Handling TB's of data in Elasticsearch

Hi all,
In my case, I need to handle 3TB of data in elaticsearch, We have a job to rotate the index daily once. Each day a new index will be created, which is of size 100 GB. For 30 days we have 30 indices( 30 * 100GB =3000GB). we need to create monthly reports on this using aggregation queries(mostly terms aggs). But running aggregation queries on 3 TB of data, leads to client node crash. Could anyone help me with this?

Cluster details:
3 master nodes: 500 vcpu and 1GB physical memory
5 data nodes: 1vcpu and 1GB physical memory
1 client node: 500vcpu and 1GB physical memory

what could be the best solution for this?

That sounds like very limited resources in terms of CPU, memory and heap for that data size, especially on the data nodes. I am not surprised you are having issues aggregating over the data set.
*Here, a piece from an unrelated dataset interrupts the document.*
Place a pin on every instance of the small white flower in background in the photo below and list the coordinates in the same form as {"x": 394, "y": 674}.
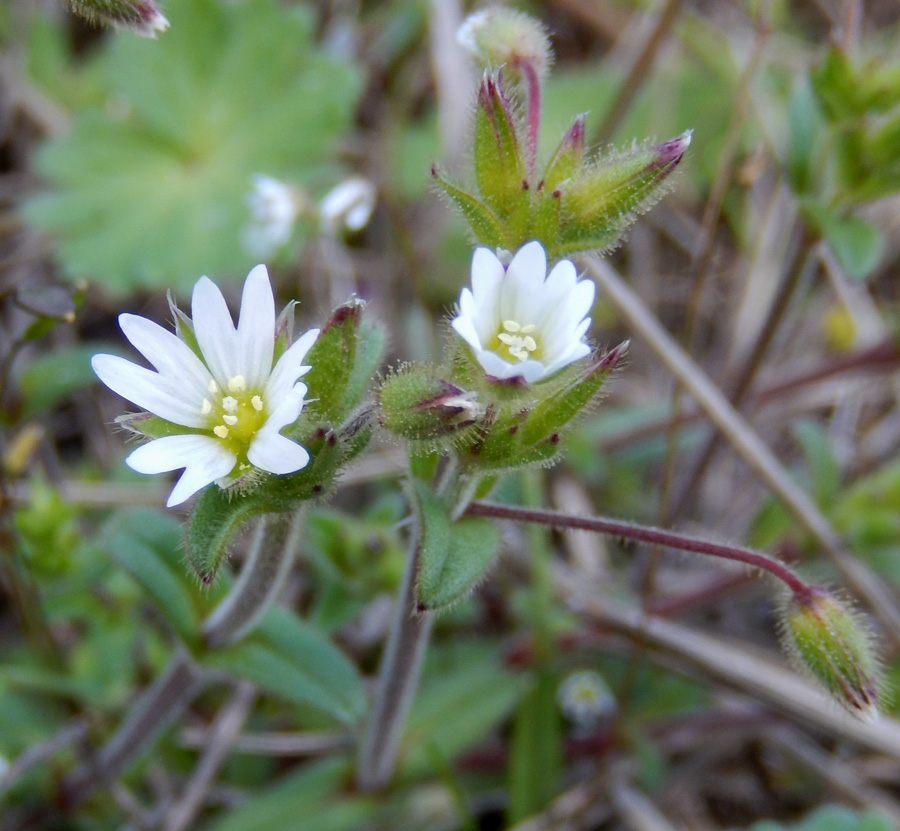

I would recommend gradually increasing resources until the nodes fit your workload.

Thanks @Christian_Dahlqvist for your reply. what is your recommendation for this use case?

I do not know what will be required, do would recommend gradually increasing until performance is sufficient. I would probably start with 16GB RAM and 8GB heap for the data nodes and a bit less for the coordinating only node.

This topic was automatically closed 28 days after the last reply. New replies are no longer allowed.